Skip to content

DOMAIN:INFRASTRUCTURE:KUBERNETES_OPERATIONS

OWNER: gerco (Zone 1), thijmen (Zone 2), rutger (Zone 3) UPDATED: 2026-03-24 SCOPE: all k8s operations across GE's three-zone architecture AGENTS: gerco (k3s sysadmin), thijmen (UpCloud MKE staging), rutger (UpCloud MKE production), arjan (cluster provisioning), leon (deploy coordination)


K8S:ZONE_ARCHITECTURE

ZONE_1: k3s on Minisforum 790 Pro (fort-knox-dev)

OWNER: gerco RUNTIME: k3s (lightweight single-node Kubernetes) HOST: Minisforum 790 Pro — AMD Ryzen 9 7940HS, 64GB DDR5, 2TB NVMe KUBECONFIG: /etc/rancher/k3s/k3s.yaml API_ENDPOINT: https://127.0.0.1:6443 PURPOSE: development environment, agent execution, GE platform itself INGRESS: Traefik (bundled with k3s, custom config in ge-ingress namespace)

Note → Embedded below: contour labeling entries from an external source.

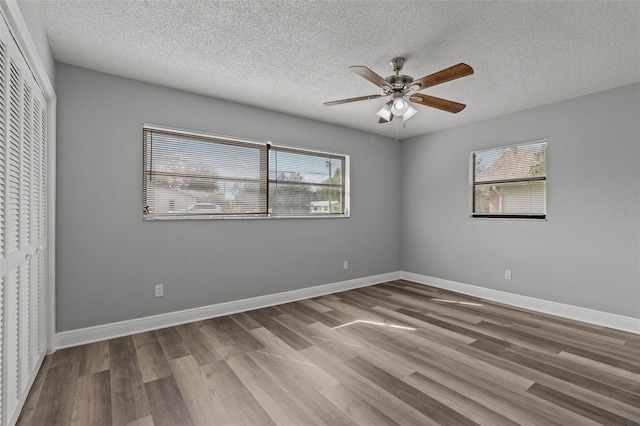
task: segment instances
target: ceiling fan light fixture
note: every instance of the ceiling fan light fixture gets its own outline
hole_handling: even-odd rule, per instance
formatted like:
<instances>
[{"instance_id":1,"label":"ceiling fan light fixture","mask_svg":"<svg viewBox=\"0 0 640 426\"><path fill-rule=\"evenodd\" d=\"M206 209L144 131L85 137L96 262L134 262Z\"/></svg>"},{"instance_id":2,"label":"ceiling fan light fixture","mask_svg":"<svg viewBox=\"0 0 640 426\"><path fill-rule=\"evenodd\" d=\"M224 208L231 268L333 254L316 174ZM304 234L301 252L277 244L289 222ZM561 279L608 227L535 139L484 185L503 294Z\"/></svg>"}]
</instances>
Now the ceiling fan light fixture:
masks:
<instances>
[{"instance_id":1,"label":"ceiling fan light fixture","mask_svg":"<svg viewBox=\"0 0 640 426\"><path fill-rule=\"evenodd\" d=\"M382 108L380 108L380 111L376 112L376 115L387 121L391 121L391 106L389 106L388 103L382 105Z\"/></svg>"},{"instance_id":2,"label":"ceiling fan light fixture","mask_svg":"<svg viewBox=\"0 0 640 426\"><path fill-rule=\"evenodd\" d=\"M409 109L410 105L404 97L398 97L393 100L391 112L393 115L403 115Z\"/></svg>"},{"instance_id":3,"label":"ceiling fan light fixture","mask_svg":"<svg viewBox=\"0 0 640 426\"><path fill-rule=\"evenodd\" d=\"M407 121L408 119L410 119L411 117L413 117L414 115L416 115L416 112L418 112L417 109L415 109L414 107L412 107L411 105L407 104L409 106L409 108L407 109L407 112L405 112L402 115L402 121Z\"/></svg>"}]
</instances>

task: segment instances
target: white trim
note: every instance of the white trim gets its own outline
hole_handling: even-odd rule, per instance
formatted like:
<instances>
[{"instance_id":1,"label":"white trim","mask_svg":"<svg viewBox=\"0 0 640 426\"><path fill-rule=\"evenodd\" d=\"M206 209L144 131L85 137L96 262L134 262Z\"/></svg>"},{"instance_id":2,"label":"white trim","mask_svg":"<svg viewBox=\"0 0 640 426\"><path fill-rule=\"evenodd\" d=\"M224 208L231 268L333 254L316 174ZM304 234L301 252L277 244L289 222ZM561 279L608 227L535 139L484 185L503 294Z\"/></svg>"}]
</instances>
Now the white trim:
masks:
<instances>
[{"instance_id":1,"label":"white trim","mask_svg":"<svg viewBox=\"0 0 640 426\"><path fill-rule=\"evenodd\" d=\"M55 341L57 344L56 349L84 345L101 340L128 336L135 333L142 333L145 331L172 327L189 322L201 321L224 315L231 315L238 312L246 312L253 309L266 308L268 306L295 302L297 300L309 299L312 297L323 296L325 294L337 293L340 291L352 290L355 288L367 287L375 284L382 284L398 279L405 279L407 281L412 281L418 284L430 285L433 287L451 290L462 294L468 294L487 300L493 300L500 303L506 303L513 306L531 309L533 311L544 312L563 318L574 319L577 321L583 321L586 323L602 325L617 330L640 334L640 319L637 318L610 314L607 312L566 305L563 303L550 302L547 300L536 299L534 297L521 296L518 294L492 290L455 281L443 280L441 278L434 278L426 275L414 274L411 272L397 271L370 277L356 278L353 280L340 281L331 284L324 284L316 287L257 296L249 299L234 300L231 302L218 303L215 305L202 306L199 308L186 309L183 311L169 312L166 314L159 314L149 317L114 322L110 324L97 325L77 330L63 331L61 333L57 333L55 336Z\"/></svg>"},{"instance_id":2,"label":"white trim","mask_svg":"<svg viewBox=\"0 0 640 426\"><path fill-rule=\"evenodd\" d=\"M323 296L325 294L352 290L359 287L367 287L397 279L400 279L400 272L390 272L387 274L356 278L353 280L324 284L300 290L285 291L282 293L218 303L215 305L97 325L78 330L63 331L56 335L56 343L58 345L57 349L84 345L86 343L97 342L100 340L113 339L115 337L157 330L159 328L172 327L174 325L201 321L208 318L215 318L223 315L250 311L253 309L265 308L267 306L280 305L282 303L295 302L296 300Z\"/></svg>"},{"instance_id":3,"label":"white trim","mask_svg":"<svg viewBox=\"0 0 640 426\"><path fill-rule=\"evenodd\" d=\"M36 368L33 369L31 375L29 376L29 382L25 389L31 390L31 386L33 386L33 382L36 381L36 377L38 377L38 373L40 372L40 367L42 367L42 363L44 361L45 354L41 354L40 358L38 358L38 362L36 363ZM16 405L15 411L13 415L9 419L8 425L15 425L18 422L18 417L20 417L20 413L22 413L22 409L24 408L25 402L27 402L27 396L29 395L28 391L24 391L24 398L20 398L18 400L18 405Z\"/></svg>"},{"instance_id":4,"label":"white trim","mask_svg":"<svg viewBox=\"0 0 640 426\"><path fill-rule=\"evenodd\" d=\"M640 334L640 318L616 315L608 312L596 311L594 309L581 308L579 306L537 299L535 297L521 296L519 294L463 284L456 281L444 280L442 278L429 277L427 275L414 274L412 272L402 271L400 272L400 275L402 276L402 279L418 284L430 285L445 290L455 291L457 293L480 297L482 299L531 309L532 311L543 312L545 314L556 315L563 318L614 328L616 330L627 331L629 333Z\"/></svg>"}]
</instances>

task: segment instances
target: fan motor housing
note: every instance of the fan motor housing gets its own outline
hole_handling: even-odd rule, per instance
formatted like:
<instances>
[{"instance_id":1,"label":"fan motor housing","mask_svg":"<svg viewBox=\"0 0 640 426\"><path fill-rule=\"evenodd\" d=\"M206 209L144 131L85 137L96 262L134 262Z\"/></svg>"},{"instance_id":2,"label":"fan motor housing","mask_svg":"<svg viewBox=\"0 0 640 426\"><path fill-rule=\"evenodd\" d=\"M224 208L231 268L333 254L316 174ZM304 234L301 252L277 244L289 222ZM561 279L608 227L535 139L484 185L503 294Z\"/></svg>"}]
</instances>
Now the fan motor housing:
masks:
<instances>
[{"instance_id":1,"label":"fan motor housing","mask_svg":"<svg viewBox=\"0 0 640 426\"><path fill-rule=\"evenodd\" d=\"M390 75L389 77L386 77L385 80L387 81L387 83L391 84L394 88L402 89L407 84L413 81L413 77L408 75L402 75L402 74Z\"/></svg>"}]
</instances>

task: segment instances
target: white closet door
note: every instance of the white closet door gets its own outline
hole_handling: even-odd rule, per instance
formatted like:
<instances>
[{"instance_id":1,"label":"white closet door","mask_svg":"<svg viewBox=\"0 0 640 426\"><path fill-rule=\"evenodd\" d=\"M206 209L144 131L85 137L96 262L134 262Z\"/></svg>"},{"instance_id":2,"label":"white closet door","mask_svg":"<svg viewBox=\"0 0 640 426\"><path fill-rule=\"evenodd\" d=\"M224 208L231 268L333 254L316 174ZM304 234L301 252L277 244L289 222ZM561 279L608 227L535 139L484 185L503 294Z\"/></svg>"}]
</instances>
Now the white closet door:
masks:
<instances>
[{"instance_id":1,"label":"white closet door","mask_svg":"<svg viewBox=\"0 0 640 426\"><path fill-rule=\"evenodd\" d=\"M8 425L47 349L47 103L0 21L0 425Z\"/></svg>"}]
</instances>

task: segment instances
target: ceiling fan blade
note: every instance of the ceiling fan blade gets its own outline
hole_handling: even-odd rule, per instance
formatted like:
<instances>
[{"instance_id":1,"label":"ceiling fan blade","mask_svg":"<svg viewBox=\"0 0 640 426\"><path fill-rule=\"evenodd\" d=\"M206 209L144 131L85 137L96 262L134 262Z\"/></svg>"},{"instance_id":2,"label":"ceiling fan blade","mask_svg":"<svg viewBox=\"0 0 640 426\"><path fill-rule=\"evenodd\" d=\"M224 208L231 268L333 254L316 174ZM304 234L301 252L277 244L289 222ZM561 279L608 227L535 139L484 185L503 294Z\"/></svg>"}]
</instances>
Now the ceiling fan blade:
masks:
<instances>
[{"instance_id":1,"label":"ceiling fan blade","mask_svg":"<svg viewBox=\"0 0 640 426\"><path fill-rule=\"evenodd\" d=\"M473 68L467 64L458 64L452 67L443 69L436 73L430 74L426 77L419 78L409 83L407 86L420 86L420 89L426 89L427 87L435 86L437 84L446 83L447 81L455 80L457 78L466 77L473 74Z\"/></svg>"},{"instance_id":2,"label":"ceiling fan blade","mask_svg":"<svg viewBox=\"0 0 640 426\"><path fill-rule=\"evenodd\" d=\"M454 101L448 101L446 99L436 98L435 96L429 96L422 93L415 93L409 98L411 102L416 104L429 106L432 108L441 109L443 111L457 114L462 111L466 105Z\"/></svg>"},{"instance_id":3,"label":"ceiling fan blade","mask_svg":"<svg viewBox=\"0 0 640 426\"><path fill-rule=\"evenodd\" d=\"M388 123L390 121L393 121L393 117L394 117L393 114L391 114L391 118L389 118L388 120L385 120L384 118L380 117L380 120L378 120L378 124Z\"/></svg>"},{"instance_id":4,"label":"ceiling fan blade","mask_svg":"<svg viewBox=\"0 0 640 426\"><path fill-rule=\"evenodd\" d=\"M357 98L349 98L349 99L341 99L339 101L325 102L322 105L324 106L340 105L340 104L346 104L349 102L366 101L367 99L378 99L381 96L382 95L359 96Z\"/></svg>"},{"instance_id":5,"label":"ceiling fan blade","mask_svg":"<svg viewBox=\"0 0 640 426\"><path fill-rule=\"evenodd\" d=\"M393 89L393 86L387 80L380 77L378 74L371 71L369 68L365 66L356 65L353 67L349 67L349 69L354 74L358 74L360 77L366 78L367 80L369 80L370 82L372 82L378 87L387 87L389 89Z\"/></svg>"}]
</instances>

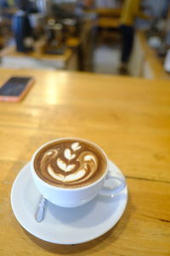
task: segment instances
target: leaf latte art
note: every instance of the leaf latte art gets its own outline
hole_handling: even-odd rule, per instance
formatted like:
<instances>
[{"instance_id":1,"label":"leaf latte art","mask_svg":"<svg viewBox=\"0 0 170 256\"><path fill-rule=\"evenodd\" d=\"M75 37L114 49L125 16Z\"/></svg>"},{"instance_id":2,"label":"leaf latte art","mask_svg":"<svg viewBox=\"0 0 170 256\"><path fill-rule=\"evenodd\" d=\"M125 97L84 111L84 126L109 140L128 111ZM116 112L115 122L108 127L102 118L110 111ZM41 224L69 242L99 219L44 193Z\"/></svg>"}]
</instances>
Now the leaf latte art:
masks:
<instances>
[{"instance_id":1,"label":"leaf latte art","mask_svg":"<svg viewBox=\"0 0 170 256\"><path fill-rule=\"evenodd\" d=\"M43 148L35 160L41 178L60 187L79 187L98 177L99 154L82 142L62 142ZM102 172L100 172L100 176Z\"/></svg>"}]
</instances>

CRITICAL_PITFALL: k3s ClusterIP (10.43.0.1:443) is BROKEN from inside pods — connection refused FIX: use service DNS names instead (e.g., kubernetes.default.svc.cluster.local) PITFALL: do NOT use hostNetwork: true — causes port conflicts on rolling updates

ZONE_2: UpCloud Managed Kubernetes (staging)

OWNER: thijmen RUNTIME: UpCloud Managed Kubernetes Engine (MKE) LOCATION: de-fra1 (Frankfurt, EU) PURPOSE: client staging environments, pre-production validation PROVISIONED_BY: arjan (Terraform)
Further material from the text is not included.